Business Context
You’re the analytics lead supporting NVIDIA DGX-based GPU training infrastructure at a fintech company that runs real-time fraud models and large-batch offline retraining. The platform serves ~1,200 GPUs across 80 nodes in two regions, executes ~35,000 training jobs/day, and backs workloads that influence $4B/year in payment volume. A recent quarter saw multiple high-severity incidents: training pipelines missing SLAs, GPU utilization dropping unexpectedly, and a spike in job failures after a driver upgrade. Leadership wants a monitoring solution that is not just dashboards, but a metric framework that reliably detects issues early, attributes root causes, and ties to business impact.
Metric Scenario
Stakeholders (Infra Eng, ML Platform, and Finance) are asking:
- “Are we using GPUs efficiently, or are we wasting spend?”
- “When training slows down, is it due to GPU contention, data I/O, network, or scheduler behavior?”
- “How do we catch regressions within 15 minutes of a deploy?”
- “What should be the north-star KPI for the cluster, and what guardrails prevent gaming?”
You have access to system telemetry (GPU/CPU/memory), scheduler events (Kubernetes + Slurm-like queues), and job-level logs from the ML platform. You also have cost and capacity data from Finance.
Data Available
| Source | What it contains | Grain |
|---|
| gpu_telemetry | per-GPU utilization, memory used, power draw, temperature, ECC errors, throttling flags | GPU-minute |
| node_telemetry | CPU, RAM, disk I/O, local NVMe, kernel/driver versions, node health | Node-minute |
| network_telemetry | RDMA/InfiniBand throughput, packet loss, retransmits, latency | Link-minute |
| scheduler_events | job submitted/started/ended, queue, priority, preemption, node placement, retries | Event |
| job_runtime_metrics | step time, data loader time, checkpoint time, gradient sync time, framework version | Job-step |
| job_metadata | team, model type, dataset, requested GPUs, requested memory, container image | Job |
| cost_capacity | GPU-hour cost, reserved vs on-demand, cluster capacity by region | Day |
Your Task (what you must produce)
- Define a north-star metric for cluster “health” that balances reliability and efficiency.
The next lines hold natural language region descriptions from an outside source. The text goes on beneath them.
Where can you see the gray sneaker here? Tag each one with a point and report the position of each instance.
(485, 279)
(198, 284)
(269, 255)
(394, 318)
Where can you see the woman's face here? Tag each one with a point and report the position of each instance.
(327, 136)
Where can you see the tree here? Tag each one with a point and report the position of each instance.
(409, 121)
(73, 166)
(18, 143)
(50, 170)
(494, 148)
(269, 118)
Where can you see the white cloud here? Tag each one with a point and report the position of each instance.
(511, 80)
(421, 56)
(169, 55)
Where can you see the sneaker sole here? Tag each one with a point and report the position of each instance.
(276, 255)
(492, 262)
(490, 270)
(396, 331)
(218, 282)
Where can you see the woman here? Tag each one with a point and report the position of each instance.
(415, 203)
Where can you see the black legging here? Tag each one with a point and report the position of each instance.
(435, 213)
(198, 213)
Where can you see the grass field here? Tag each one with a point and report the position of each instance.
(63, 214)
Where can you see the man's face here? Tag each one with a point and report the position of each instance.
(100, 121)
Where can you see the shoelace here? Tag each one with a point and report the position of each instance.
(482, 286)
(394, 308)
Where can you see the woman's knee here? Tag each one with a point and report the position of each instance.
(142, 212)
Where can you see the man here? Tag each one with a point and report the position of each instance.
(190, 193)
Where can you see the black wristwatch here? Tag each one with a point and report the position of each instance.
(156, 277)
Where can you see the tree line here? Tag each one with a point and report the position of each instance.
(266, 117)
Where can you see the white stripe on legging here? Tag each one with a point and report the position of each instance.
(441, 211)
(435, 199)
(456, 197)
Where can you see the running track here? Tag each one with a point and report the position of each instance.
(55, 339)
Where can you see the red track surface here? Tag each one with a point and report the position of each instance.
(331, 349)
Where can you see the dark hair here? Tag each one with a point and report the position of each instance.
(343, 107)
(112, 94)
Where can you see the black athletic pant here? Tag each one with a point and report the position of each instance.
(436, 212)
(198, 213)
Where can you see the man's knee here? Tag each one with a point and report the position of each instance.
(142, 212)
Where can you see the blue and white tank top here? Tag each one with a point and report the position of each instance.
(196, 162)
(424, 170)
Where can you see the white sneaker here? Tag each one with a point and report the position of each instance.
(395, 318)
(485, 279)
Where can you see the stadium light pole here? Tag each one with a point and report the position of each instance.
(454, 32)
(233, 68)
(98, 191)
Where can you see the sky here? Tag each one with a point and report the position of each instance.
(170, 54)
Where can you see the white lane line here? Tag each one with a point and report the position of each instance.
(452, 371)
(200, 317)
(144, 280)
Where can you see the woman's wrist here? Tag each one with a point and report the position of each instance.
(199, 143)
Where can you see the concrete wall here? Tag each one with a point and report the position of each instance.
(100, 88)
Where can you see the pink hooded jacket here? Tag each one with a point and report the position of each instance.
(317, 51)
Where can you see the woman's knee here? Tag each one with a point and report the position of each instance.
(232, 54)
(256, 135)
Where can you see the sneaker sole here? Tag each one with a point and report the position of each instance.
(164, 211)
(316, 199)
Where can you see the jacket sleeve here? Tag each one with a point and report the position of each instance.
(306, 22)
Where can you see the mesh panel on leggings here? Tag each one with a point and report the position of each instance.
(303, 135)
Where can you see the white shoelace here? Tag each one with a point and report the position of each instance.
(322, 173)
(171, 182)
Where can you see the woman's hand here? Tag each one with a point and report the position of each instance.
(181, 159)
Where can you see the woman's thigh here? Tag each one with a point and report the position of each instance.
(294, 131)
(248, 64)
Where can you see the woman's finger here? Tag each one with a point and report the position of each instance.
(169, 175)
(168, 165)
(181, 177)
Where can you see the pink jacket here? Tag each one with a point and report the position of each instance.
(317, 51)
Explain why it is the right top-level KPI for this business.
- Specify 6–10 supporting KPIs (leading + lagging) with clear definitions, ownership (Infra vs ML Platform), and alerting intent (page vs ticket vs dashboard).
- Provide a metric decomposition for diagnosing a sudden drop in the north-star metric (e.g., -8% in 24 hours). Your decomposition must isolate whether the cause is:
- hardware (ECC, thermal throttling),
- software (driver/framework regressions),
- scheduling/queuing (priority changes, fragmentation),
- data pipeline / I/O bottlenecks,
- network (collective comms degradation).
- Propose alert thresholds and baselines: what do you compare against (rolling 7-day, per-hardware SKU, per-workload class)? How do you avoid false positives during known seasonality (weekday retrains) or planned maintenance?
- Recommend actions you would take given 2 example findings:
- (A) utilization is flat but job completion SLA misses spike
- (B) utilization drops and queue time increases while node health looks normal
Constraints:
- You must detect high-severity regressions within 15 minutes.
- Metrics must be robust to teams “gaming” utilization (e.g., running dummy workloads).
- The cluster supports both short interactive jobs and multi-day distributed training.